Re: Developing a microlanguage for non-perl programmers
by ralphie (Friar) on Dec 04, 2001 at 01:24 UTC
    this has been a recurrent theme in dr. dobbs for a long time ... probably far longer than i've been familiar with the publication. i just did a search there with the notion of offering suggestions, but the vein was large enough that you'll have better luck starting on your own. only some of their content is on-line, so if you find something of interest you may have to track it down.

    the website is, of course, <a href=http://www.ddj.com </href> here

      Yep, I've still got the September 1991 issue of DDJ, with articles of "Little Languages, Big Questions", "Your Own Tiny Object-Oriented Language", and "Adding An Extension Language To Your Software". Interesting.

      -rr

Re: Developing a microlanguage for non-perl programmers
by cfedde (Novice) on Dec 04, 2001 at 08:25 UTC
    I'm of the opinion that creating little languages is over rated as a solution to this class of problems. Better would be to create a class on the experiment data with the proper methods for each transformation.
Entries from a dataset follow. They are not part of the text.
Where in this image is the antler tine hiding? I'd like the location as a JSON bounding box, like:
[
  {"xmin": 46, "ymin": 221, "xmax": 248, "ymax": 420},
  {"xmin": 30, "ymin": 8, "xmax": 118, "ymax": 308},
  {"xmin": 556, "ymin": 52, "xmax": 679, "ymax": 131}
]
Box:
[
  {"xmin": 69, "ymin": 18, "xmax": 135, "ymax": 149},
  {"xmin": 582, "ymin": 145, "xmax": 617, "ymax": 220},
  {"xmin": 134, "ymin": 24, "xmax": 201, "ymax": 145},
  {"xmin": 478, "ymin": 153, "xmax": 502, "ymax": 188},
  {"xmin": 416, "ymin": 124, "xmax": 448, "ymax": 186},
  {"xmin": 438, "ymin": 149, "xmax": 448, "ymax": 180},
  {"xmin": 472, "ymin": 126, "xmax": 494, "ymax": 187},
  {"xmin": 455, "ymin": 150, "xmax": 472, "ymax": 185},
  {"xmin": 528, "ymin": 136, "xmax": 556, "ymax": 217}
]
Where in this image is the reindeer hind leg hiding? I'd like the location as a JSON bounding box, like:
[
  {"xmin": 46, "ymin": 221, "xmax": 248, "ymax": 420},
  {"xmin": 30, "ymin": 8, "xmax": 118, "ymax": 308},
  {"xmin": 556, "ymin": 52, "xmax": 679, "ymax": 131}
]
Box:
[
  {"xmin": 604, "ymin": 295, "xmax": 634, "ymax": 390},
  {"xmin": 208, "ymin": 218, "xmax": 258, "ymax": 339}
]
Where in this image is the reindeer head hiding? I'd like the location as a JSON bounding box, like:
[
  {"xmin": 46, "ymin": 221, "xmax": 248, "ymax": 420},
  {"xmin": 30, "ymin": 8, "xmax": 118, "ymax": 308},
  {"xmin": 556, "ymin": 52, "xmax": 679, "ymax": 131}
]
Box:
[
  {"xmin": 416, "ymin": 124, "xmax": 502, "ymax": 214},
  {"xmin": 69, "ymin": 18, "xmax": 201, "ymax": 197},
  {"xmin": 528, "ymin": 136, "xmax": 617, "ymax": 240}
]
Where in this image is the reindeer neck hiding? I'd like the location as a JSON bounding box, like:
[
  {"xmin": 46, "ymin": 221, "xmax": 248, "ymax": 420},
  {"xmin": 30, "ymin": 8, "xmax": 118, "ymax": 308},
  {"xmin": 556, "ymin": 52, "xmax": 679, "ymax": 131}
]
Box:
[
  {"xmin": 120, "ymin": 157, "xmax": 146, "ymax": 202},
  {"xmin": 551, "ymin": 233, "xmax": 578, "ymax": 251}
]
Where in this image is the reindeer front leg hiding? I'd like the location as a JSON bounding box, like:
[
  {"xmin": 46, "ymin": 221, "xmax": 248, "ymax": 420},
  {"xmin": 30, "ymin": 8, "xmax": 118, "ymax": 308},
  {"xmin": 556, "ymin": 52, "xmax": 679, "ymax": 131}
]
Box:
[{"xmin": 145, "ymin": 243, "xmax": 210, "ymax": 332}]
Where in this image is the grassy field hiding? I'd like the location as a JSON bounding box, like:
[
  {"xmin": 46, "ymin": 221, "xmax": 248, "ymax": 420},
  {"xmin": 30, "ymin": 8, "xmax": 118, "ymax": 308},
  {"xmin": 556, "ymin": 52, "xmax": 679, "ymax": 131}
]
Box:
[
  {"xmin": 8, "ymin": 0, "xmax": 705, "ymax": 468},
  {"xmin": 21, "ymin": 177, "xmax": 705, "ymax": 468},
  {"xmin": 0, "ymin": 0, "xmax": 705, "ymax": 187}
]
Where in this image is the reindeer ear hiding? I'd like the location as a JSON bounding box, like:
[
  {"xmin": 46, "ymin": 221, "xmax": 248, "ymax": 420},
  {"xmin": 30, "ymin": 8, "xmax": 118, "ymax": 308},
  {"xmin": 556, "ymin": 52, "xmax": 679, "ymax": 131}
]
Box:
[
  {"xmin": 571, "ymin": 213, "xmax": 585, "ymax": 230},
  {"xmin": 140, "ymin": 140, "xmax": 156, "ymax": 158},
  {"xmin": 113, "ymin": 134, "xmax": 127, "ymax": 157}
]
Then teach the users a suitable subset of perl to enable them to do the work they need to get done. That way you focus on the problem and empower the users without having to spend too much time working on the oddities of language design.
Re: Developing a microlanguage for non-perl programmers
by stefan k (Curate) on Dec 04, 2001 at 15:53 UTC
    As has been said above creating your own little language is probably not a very good idea. But isn't Matlab(tm) or Octave exactly what you need? It gives you loads of numerical functionality, has all the exits and error checking, provides easy data loading, has a GUI (at least recent matlab does; all chemists I know prefer GUI over code, don't ask me why ;-). You could try GNU octave first for free to check whether it fits your needs and then get some (expensive!) matlab licenses.
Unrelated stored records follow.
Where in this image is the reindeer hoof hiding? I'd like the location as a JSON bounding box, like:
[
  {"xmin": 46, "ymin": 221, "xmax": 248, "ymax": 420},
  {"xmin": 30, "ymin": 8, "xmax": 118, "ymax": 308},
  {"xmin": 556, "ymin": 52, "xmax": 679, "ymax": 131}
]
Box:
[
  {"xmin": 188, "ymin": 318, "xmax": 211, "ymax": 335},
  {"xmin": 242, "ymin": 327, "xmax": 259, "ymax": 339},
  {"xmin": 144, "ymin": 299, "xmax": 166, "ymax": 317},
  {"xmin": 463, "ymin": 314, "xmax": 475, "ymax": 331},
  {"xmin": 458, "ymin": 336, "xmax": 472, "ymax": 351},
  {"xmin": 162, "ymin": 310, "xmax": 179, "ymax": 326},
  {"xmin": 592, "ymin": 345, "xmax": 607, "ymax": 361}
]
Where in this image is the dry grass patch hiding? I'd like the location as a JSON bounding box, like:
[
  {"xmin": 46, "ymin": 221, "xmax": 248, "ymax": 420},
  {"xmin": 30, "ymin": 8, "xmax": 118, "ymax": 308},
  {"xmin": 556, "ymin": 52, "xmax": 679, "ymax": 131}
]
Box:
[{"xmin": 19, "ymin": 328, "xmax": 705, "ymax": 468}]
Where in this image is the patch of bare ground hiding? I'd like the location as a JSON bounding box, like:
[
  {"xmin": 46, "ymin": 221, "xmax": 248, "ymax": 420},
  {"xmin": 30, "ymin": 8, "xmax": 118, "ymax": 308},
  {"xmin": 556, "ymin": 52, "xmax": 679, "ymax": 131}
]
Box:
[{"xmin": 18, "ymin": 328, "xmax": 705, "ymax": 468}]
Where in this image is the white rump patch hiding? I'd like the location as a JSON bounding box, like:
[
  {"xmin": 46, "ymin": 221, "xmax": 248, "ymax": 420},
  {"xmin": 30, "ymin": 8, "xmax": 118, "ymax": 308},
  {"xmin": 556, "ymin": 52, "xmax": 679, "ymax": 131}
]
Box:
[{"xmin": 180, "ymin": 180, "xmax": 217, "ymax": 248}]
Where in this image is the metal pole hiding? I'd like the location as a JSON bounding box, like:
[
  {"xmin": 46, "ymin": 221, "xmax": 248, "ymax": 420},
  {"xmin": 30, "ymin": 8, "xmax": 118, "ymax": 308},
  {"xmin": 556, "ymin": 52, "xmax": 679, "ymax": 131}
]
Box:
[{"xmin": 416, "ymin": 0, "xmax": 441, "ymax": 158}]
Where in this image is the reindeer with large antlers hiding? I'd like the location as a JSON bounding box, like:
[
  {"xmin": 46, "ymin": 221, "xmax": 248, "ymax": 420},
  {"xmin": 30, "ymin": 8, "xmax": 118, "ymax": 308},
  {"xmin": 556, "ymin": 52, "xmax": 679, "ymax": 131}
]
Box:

    I hope I really got the point in your post...

    Regards... Stefan
    you begin bashing the string with a +42 regexp of confusion

Re: Developing a microlanguage for non-perl programmers
by clemburg (Curate) on Dec 04, 2001 at 18:14 UTC

    My recommendation would be to use a syntax similar to Excel formula syntax, since a lot of users already know this, and it is a very basic prefix operator notation, which makes it easy to convert this syntax to LISP syntax, for which many parsers (and intepreters) are already available, including examples in the Parse::RecDescent distribution.

    Christian Lemburg
    Brainbench MVP for Perl
    http://www.brainbench.com

Re: Developing a microlanguage for non-perl programmers
by petral (Curate) on Dec 04, 2001 at 02:01 UTC
    Actually, wouldn't what you've shown here work fine if read returns an object ($data) and that object includes the other 3 functions? (Not that you can't do infinitely more with Filter::Simple or Parse::RecDescent, but you may not need infinitely more.)

      p
Re: Developing a microlanguage for non-perl programmers
by ralphie (Friar) on Dec 04, 2001 at 17:38 UTC
    the later posts here brought to mind the possibility that you might find that r, the gnu version of s, will satisfy your needs. r is, of course, primarily a statistical language, but the incorporated primitives would probably satisy most, if not all, of your needs. r also has the advantage of readily writing graphic output, as you can see <a href=http://www.r-project.org </href>here

    the denizens of this particular hangout will also appreciate that the r repository is named cran, and that there is a perl interface to r. i'm not an expert, it's something in which i've been intending to get literate.